Bartter syndrome: Classification, Causes, Symptoms and Treatment

Represents a set of hereditary kidney disorders that cause an imbalance in the levels of potassium, sodium, chloride, and other molecules in the body.

It is a rare genetic defect in the thick portion of the ascending loop of Henle. It is characterized by hypokalaemia, metabolic alkalosis, and standard or low blood pressure.


Bartter’s syndrome has been classified according to the specific gene that causes the disease.

These different types of Bartter syndrome are classified according to their clinical phenotypes that share many physiological disorders.

But in turn, they differ in the symptoms, the age at which they occur, and the degree of urinary excretion of calcium, potassium, and prostaglandin.

There are many cases where patients have presented other variants that are believed to be variants associated with Bartter syndrome but have not yet been identified.

The type of electrolyte problem that the patient presents will determine his type of Bartter syndrome.


Cases have been found of patients who possess the characteristics of classic Bartter syndrome and associated Gitelman syndrome.

From the investigations carried out, it can be inferred that some of the patients have presented with classic Bartter syndrome.

Initially, they produce changes in the symptomatology as they get older and begin to present problems with magnesium, which is a symptom characteristic of Gitelman syndrome.

The causes of these changes in the category or the fact of presenting changed diagnoses of classic Bartter syndrome and Gitelman syndrome are currently unknown.

Within these types of Bartter syndrome are distinguished four essential types:

  • Classic Bartter syndrome: It is caused by mutations in the CLCNKB gene
  • Gitelman variant: Caused by mutations in the NCCT gene.
  • Prenatal variant or hyperprostaglandin syndrome: Characterized by defects in the NKCC2 and ROMK genes
  • Neonatal (or prenatal) Bartter syndrome with sensorineural deafness is caused by defects in the CLCNKB and CLCNKA chloride channel genes or its beta BSND subunit.

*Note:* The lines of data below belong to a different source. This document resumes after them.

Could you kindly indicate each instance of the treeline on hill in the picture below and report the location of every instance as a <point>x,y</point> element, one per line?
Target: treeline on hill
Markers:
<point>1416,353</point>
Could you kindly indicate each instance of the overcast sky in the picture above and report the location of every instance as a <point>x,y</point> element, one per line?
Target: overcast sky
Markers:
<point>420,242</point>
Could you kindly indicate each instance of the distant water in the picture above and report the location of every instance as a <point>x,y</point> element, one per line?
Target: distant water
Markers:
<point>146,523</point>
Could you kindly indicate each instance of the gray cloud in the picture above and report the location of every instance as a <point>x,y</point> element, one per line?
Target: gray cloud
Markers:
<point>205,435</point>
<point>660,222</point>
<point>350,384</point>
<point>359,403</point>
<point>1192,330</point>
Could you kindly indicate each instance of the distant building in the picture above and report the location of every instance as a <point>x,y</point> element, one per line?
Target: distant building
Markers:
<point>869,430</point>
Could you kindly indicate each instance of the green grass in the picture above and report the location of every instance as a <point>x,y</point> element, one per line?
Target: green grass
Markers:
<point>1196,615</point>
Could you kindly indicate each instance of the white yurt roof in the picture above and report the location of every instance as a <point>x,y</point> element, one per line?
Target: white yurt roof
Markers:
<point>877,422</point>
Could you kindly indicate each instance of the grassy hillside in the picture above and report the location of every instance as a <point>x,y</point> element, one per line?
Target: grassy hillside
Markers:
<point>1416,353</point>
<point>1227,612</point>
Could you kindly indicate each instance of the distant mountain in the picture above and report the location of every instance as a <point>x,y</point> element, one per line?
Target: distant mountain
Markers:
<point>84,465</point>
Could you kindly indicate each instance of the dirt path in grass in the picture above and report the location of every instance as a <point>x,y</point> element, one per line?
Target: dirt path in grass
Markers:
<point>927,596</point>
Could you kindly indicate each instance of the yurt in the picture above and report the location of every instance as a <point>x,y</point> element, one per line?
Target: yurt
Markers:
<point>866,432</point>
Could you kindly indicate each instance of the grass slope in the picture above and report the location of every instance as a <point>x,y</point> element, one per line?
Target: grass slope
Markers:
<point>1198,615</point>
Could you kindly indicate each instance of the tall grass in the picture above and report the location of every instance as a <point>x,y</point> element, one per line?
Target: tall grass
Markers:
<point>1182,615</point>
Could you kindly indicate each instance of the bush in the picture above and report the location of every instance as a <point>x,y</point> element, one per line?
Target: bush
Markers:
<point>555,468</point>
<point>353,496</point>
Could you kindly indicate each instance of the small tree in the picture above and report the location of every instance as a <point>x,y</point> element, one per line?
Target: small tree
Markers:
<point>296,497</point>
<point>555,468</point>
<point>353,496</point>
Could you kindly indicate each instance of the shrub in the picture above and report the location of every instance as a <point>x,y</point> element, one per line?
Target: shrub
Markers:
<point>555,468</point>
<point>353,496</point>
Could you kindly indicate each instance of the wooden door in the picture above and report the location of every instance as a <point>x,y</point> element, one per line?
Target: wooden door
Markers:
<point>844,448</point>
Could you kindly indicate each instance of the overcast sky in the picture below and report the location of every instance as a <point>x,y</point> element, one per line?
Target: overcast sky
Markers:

Classic Bartter syndrome and Gitelman syndrome involve a variation of the thick ascending part of the loop of Henle or dysfunction of the distal convoluted tubule.

Neonatal Bartter syndrome involves more severe dysfunction of the polyuric loop, and neonatal Bartter syndrome with sensorineural deafness presents distal tubular dysfunction.


Initially, Bartter syndrome was considered a vascular disease, but with the progress of the investigations, it was determined that it was a kidney problem.

It is associated with mutations of five genes, producing genetic defects inherited in an autosomal recessive manner.

This condition is caused by a defect in a section of the tubules in the kidneys that involves an inability to perform the reabsorption of sodium from the bloodstream.

It is caused by an increase in the production of the hormone aldosterone and produces an excessive elimination of potassium from the body through the urine.

This condition produces low serum potassium levels and an abnormal acid balance in the bloodstream called metabolic alkalosis.


Patients with Bartter syndrome share the following clinical symptoms, with some variations according to the phenotypic type:

  • Deep hypokalemia has deficient levels of serum potassium.
  • Considerable increase in the urinary excretion of potassium (K) and prostaglandins.
  • Normal blood pressure and elevated levels of renin and aldosterone in plasma.

Contradictorily, high levels of renin and aldosterone cause an increase in blood pressure.

However, when the patient has Bartter syndrome, renin and aldosterone are elevated, but the patients do not present variations in their blood pressure.

  • Hypochloremic metabolic alkalosis (low levels of serum chloride).
  • Avascular resistance related to the pressor effects of exogenous angiotensin II.
  • Asymmetric hyperplasia of the juxtaglomerular complex in the segment of the preferred arteriole.
  • Increased urination (Polyuria), need to wake up at night to urinate (Nocturia) due to excessive loss of sodium chloride in the urine, which produces the need or craving to consume salt, and an increase in thirst (Polydipsia), constipation and dehydration.
  • Generalized muscle weakness, fatigue, muscle spasms, and contractures (Tetany), with Chvostek sign and Trousseau sign, caused by low potassium levels in the bloodstream ( hypokalemia ).
  • Mental confusion and vomiting.
  • Sensorineural hearing loss.
  • Nephrocalcinosis.

When the condition manifests before birth, there is an excessive presence or increase in the amniotic fluid surrounding the affected fetus called polyhydramnios.

Affected babies usually have birth problems, and premature births may occur.


The treatment will depend on the type of syndrome but focuses on preventing potassium loss in the body.

The cure for Bartter syndrome is unknown. But some treatments consist of supplying supplements to balance potassium, sodium, and chloride levels in addition to the prescription of drugs to prevent urinary wear of these elements.

In children, growth hormones can be used to prevent short stature. Early diagnosis and appropriate treatment in children with Bartter syndrome can improve growth and neuro-intellectual development.

Hypokalemia and hyperreninemia can cause progressive tubulointerstitial nephritis, which leads to kidney diseases such as kidney failure.